The survey results are, to say the least, short on demographic information. We’re told only that 1732 people completed the survey, all of whom are parents of children aged between 5 and 11, and that last fact alone explains why the survey came down so strongly against sex education in schools.
The first question the survey asks is ‘Do you agree with the fact that sex education is often taught to children in schools, even from a young age?’, leaving respondents to figure out for themselves what ‘sex education’ actually means.
Inevitably, this means that many of those taking part in the survey will have assumed that sex education means the biology and mechanics of sexual intercourse, contraception, STIs, etc. which pretty much guaranteed that the survey would generate a strong negative response that could readily be peddled to the tabloids with their well known predeliction for crass moralising.
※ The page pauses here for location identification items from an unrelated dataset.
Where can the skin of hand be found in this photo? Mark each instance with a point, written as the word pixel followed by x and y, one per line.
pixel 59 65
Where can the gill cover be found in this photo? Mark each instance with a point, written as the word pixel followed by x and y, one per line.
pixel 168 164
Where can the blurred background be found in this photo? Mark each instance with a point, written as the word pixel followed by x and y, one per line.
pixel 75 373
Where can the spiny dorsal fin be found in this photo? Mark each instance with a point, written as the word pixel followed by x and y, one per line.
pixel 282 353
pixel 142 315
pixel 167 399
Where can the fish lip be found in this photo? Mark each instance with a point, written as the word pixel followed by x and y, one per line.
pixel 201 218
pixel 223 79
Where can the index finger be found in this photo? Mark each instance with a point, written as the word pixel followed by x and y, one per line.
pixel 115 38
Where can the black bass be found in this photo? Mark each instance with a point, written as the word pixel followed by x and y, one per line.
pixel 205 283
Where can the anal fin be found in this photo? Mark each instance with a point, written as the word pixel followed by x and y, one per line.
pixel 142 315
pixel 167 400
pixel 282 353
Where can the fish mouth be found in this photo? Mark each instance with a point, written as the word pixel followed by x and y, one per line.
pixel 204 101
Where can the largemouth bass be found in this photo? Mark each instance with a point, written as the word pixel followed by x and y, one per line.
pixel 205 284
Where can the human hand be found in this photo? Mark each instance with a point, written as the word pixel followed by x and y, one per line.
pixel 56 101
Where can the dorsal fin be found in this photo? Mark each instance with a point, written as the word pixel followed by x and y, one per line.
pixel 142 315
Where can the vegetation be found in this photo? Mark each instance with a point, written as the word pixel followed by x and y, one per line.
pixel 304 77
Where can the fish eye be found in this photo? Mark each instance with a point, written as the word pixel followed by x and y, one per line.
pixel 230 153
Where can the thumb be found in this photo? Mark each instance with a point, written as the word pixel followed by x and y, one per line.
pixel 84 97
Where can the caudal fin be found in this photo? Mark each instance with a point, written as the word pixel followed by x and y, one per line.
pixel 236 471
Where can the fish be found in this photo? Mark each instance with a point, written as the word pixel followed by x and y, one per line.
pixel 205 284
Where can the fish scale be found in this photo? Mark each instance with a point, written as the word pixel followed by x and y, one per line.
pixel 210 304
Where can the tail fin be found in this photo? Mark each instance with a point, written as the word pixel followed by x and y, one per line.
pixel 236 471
Can we be sure that this is how the question was actually interpreted?
Yes, I think we can as one of the follow-up questions asked respondents to give their view of the earliest age at which it would be appropriate for schools to provide sex education – 48% said ‘at least 13’, a figure which seems very to confirm that the survey results are entirely skewed by parental assumptions about what sex education means, assumptions that, in reality, bear little ot no relationship to the contents of the sex and relationships education curriculum that is actually taught in schools.
So, the survey itself is entirely meaningless because if you were to define sex education in narrow terms as meaning education about sexual intercourse, contraception, STis and then ask professional sex educations whether that should be taught to five year olds, most, if not all, would also answer no, because they perfectly well that content of that kind is not appropriate for that age group.
In short, the survey tells us nothing we don’t already know and it provide no support whatsoever for Nadine Dorries’ ridiculous abstinence bill – the survey, like its originators at 10 Yetis, is full of shit.
——
Endnote.
I’ve already noted that Tim Ireland set the ball rolling on this article by chasing down and acquiring the survey results, and it would be entirely remiss of me not to also thank Richard Bartholomew and Cath Elliott for their input and research towards this article. I am particularly endebted to Richard for his description of 10 Yetis Facebook page as ‘a cornucopia of crap’, which gave me both a damn good laugh and part of the title for this article.
Yep, ‘A cornucopia of crap’ sums up the 10 Yetis business model very nicely indeed.
Great article! The question also doesn’t define what “at a very young age” means. Four? Two? Six months? Also IMO the question is leading. Presenting the frame “do you agree that x is done even in y scenario” will cue the respondant that this is a contentious issue and lead them to focus on negative arguments.
Good post. And good of Tim Ireland for trudging through the original survey although honestly it really shouldn’t have come to that because no-one should have published this press release – sorry, written a story about this research – in the first place.
It was hardly going to turn out to be groundbreaking, methodologically impeccable science.
See also my old post on this: http://neuroskeptic.blogspot.com/2009/09/yougovre-having-laugh.html
Where I focussed on YouGov. YouGov I must stress are much to be preferred to “10 Yetis”, because YouGov are very good at doing political polls and at predicting election results. But the same broadly applies.
See also the comments for some feedback from YouGov: http://neuroskeptic.blogspot.com/2009/09/yougov-reply.html
I suppose everyone in the sample understood “Do you agree with the fact that X” as meaning “Do you approve of X (which is a fact)”, rather than “Do you accept that X is factually true” – which may well demand the opposite answer? Lousy way to ask a question.